Société des designers graphiques du Québec
- Abbreviation: SDGQ
- Founded: 1974
- Founder: Georges Beaupré, Roger Lafortune
- Type: Professional Association
- Registration no.: 1142549352
- Location: Montreal;
- Region served: Quebec
- Members: 300
- Official languages: French
- Key people: President Philippe Lamarre
- Affiliations: Icograda, CIDQ, Mission Design, CICQ
- Website: sdgq.ca
- Formerly called: Société des graphistes du Québec (SGQ)

= Société des designers graphiques du Québec =

The Société des designers graphiques du Québec (SDGQ) is the provincial graphic design association in the Canadian province of Quebec. (Note: Regarding GDC and RGD’s relationship, Brooker (2013) noted that “In 2003, the GDC cut the cord. Henceforth, graphic design organizations would trundle forward behind the standard Canadian troika: Ontario, Quebec and the rest of the country.”) Its stated aim is to advance the profession of graphic design in Quebec and to help its members develop both professionally and financially. Its activities include professional development, co-organizing the Grafika design awards competition, lobbying, and the DGA certification program. (Note: Brooker (2013) notes specifically that compared to the GDC and the RGD, “In Quebec, the SDGQ undertakes a similar scope of activities, despite its smaller size.)
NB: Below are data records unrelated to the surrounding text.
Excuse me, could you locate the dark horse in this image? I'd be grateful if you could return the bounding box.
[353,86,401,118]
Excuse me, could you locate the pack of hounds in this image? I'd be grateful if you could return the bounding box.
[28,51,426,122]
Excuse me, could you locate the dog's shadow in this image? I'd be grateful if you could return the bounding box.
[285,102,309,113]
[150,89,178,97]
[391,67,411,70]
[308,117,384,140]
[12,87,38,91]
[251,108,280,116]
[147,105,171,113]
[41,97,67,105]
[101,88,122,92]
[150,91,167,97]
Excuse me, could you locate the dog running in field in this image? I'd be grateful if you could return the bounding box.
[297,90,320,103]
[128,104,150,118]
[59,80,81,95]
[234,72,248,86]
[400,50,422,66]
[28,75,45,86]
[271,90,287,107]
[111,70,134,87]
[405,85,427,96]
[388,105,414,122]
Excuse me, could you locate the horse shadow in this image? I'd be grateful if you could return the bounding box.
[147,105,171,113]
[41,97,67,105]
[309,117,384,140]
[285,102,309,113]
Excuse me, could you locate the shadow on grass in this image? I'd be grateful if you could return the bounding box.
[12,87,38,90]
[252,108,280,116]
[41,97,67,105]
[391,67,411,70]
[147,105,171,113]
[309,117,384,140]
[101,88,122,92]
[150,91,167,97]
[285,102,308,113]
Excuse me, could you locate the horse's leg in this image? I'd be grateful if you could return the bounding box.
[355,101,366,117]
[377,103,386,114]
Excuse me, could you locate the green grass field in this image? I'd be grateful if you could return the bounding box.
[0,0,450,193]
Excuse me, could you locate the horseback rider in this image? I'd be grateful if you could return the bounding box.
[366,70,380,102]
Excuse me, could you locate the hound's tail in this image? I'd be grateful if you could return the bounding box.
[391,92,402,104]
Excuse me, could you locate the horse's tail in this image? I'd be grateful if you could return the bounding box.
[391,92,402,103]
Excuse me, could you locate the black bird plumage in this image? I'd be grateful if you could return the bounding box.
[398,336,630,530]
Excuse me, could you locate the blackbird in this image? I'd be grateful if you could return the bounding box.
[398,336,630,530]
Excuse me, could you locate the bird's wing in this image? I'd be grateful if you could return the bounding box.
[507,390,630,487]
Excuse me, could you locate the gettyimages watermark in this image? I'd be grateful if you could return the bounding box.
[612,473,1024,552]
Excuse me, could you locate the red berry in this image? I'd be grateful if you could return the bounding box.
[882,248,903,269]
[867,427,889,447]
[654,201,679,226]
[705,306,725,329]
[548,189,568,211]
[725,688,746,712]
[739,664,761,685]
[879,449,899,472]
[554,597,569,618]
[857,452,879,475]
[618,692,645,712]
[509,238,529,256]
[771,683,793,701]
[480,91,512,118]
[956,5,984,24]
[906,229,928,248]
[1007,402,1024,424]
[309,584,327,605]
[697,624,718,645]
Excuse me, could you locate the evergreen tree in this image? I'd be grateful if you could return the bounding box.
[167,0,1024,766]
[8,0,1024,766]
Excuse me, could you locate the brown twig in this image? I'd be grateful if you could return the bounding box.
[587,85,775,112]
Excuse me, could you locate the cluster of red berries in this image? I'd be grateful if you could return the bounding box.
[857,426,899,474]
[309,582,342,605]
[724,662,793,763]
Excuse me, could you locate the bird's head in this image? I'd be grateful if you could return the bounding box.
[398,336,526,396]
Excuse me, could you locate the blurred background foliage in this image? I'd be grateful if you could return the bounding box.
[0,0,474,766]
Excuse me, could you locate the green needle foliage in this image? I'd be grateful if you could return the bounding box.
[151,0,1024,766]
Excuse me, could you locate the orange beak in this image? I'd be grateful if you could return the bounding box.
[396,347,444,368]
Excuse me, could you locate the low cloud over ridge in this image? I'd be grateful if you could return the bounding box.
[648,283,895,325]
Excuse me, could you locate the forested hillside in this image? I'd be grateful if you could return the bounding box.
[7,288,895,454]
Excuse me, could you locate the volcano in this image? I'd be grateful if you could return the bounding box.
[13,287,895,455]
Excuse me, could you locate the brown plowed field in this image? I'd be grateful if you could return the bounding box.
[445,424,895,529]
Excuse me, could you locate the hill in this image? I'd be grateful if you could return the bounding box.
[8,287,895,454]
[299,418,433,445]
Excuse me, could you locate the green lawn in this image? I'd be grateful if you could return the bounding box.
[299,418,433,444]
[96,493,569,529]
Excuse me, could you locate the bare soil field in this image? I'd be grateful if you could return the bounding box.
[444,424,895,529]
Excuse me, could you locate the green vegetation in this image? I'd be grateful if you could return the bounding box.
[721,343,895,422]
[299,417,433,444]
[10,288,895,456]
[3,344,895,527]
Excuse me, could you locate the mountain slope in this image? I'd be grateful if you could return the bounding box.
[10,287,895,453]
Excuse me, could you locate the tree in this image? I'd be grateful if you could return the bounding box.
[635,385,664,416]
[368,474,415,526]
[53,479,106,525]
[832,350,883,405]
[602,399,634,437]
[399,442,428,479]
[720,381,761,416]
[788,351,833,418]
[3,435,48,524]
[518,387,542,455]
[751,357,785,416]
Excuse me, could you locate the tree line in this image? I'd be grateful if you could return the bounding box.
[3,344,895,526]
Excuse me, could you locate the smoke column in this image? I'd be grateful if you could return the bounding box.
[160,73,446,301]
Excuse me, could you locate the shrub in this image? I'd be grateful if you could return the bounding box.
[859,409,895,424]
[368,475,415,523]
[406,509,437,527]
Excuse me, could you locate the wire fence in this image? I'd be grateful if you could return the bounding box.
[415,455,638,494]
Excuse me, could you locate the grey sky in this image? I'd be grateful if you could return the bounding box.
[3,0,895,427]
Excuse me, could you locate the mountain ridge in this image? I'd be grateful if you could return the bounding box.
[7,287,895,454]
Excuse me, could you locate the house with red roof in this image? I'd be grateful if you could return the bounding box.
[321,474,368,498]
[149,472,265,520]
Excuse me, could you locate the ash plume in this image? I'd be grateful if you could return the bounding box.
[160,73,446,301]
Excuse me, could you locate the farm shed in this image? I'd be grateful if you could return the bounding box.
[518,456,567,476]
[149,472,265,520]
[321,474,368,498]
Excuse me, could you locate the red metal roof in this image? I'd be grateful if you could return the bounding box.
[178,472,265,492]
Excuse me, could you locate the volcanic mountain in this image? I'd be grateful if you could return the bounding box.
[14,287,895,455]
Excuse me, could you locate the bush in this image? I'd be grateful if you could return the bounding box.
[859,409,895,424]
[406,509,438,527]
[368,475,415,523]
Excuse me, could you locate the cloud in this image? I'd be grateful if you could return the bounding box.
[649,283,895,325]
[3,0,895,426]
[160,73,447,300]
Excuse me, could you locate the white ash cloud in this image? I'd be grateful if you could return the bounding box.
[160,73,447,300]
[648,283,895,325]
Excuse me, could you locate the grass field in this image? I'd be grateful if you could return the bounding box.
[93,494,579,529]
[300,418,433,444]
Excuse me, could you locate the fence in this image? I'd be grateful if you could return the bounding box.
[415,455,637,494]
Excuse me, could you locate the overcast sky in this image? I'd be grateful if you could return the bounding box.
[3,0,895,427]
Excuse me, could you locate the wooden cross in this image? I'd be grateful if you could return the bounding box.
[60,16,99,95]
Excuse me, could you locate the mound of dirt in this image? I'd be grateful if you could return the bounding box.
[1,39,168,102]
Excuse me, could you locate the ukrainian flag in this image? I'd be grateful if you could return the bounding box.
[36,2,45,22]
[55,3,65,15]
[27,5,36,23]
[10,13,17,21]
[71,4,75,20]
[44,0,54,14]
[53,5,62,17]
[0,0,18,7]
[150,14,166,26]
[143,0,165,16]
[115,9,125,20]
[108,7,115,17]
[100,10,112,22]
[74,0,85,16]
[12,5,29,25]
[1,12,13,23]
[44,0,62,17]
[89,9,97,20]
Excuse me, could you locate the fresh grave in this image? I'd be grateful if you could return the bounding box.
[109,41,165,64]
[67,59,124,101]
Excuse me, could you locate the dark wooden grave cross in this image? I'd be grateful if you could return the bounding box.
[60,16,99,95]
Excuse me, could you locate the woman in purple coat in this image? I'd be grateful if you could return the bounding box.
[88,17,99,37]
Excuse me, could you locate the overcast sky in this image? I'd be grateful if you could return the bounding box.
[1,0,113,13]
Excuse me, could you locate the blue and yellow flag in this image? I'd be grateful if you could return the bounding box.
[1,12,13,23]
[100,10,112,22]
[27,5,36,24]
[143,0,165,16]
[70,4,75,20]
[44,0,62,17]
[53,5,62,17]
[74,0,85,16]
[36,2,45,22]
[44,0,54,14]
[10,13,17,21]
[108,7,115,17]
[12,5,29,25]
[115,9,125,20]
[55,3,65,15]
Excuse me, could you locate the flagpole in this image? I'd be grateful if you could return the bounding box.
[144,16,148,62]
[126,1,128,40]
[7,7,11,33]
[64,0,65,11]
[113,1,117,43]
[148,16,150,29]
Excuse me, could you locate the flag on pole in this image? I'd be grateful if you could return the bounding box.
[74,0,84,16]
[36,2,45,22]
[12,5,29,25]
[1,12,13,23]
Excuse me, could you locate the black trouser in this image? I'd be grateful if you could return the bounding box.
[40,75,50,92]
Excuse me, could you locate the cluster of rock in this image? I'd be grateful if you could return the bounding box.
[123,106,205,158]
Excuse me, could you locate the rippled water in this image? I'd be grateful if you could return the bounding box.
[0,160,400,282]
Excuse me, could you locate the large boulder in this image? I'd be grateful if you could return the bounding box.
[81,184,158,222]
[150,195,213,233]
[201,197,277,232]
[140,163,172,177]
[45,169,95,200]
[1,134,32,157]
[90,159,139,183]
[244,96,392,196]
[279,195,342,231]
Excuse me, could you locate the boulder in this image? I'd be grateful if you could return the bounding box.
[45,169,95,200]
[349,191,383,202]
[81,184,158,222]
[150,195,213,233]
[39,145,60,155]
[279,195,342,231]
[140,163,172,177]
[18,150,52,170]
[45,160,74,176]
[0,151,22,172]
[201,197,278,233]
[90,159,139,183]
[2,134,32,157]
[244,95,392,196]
The SDGQ has a reconciliatory role in the debate on graphic design certification in Canada.

==History==
The history of the SDGQ can be traced back to 1972 when Quebec graphic designers, Georges Beaupré and Roger Lafortune, formed a committee to found the Société des graphistes du Québec (SGQ). However, SGQ was not officially founded until 1974 when the new association was incorporated. In 1995 the SGQ replaced the word “graphistes” (graphic designers or graphic artists) in its name with “designers graphiques” (graphic designers), changing its name to Société des designers graphiques du Québec (SDGQ).

On June 14, 2011, during its annual general meeting, the SDGQ officially launched its certification program for graphic designers in Quebec.

In 2013 the SDGQ adopted a new visual identity, replacing its existing “dg” wordmark with a new “SDGQ” wordmark.

==Certification==
SDGQ members working in the field of graphic design who have accumulated a minimum of 7 years of combined professional experience and education in graphic design can apply to be certified. Candidates are required to submit their portfolios to a panel of three DGA-certified judges for an anonymous review. During the review, the candidate's work is evaluated according to three criteria, namely, pertinence, responsibility, and creativity. Certified members are accredited with a Designer graphique agréé, DGA.

DGAs are required to follow SDGQ's code of ethics. There is a procedure in place to investigate DGAs who are accused of violating the code of ethics; violators can receive penalties up to and including having their DGA titles revoked.

A plan to align the DGA and RGD certifications was announced in 2012, and the written examination portion of the process was set to harmonize within 5 years. The DGA title is considered by the Association of Registered Graphic Designers to be the French equivalent of its RGD title.

==Affiliations==
SDGQ is a member of Icograda, the Conférence interprofessionnelle du design du Québec (CIDQ), Mission Design, and the Conseil de l’industrie des communications de Québec (CICQ). It also has formal partnerships with the Society of Graphic Designers of Canada, the Association of Registered Graphic Designers of Ontario, and Infopress, a publishing company.

==Publications==
SDGQ has published two books, the Guide de gestion et de pratique professionnelle du designer graphique (the graphic designer's guide to management and professional practice) for graphic designers in Quebec, and Devenir designer graphique : guide sur l'éducation en design graphique au Québec (becoming a graphic designer: a guide to graphic design education in Quebec).

SDGQ also publishes a blog called Œil pour œil, which has entered a period of hiatus since 2011.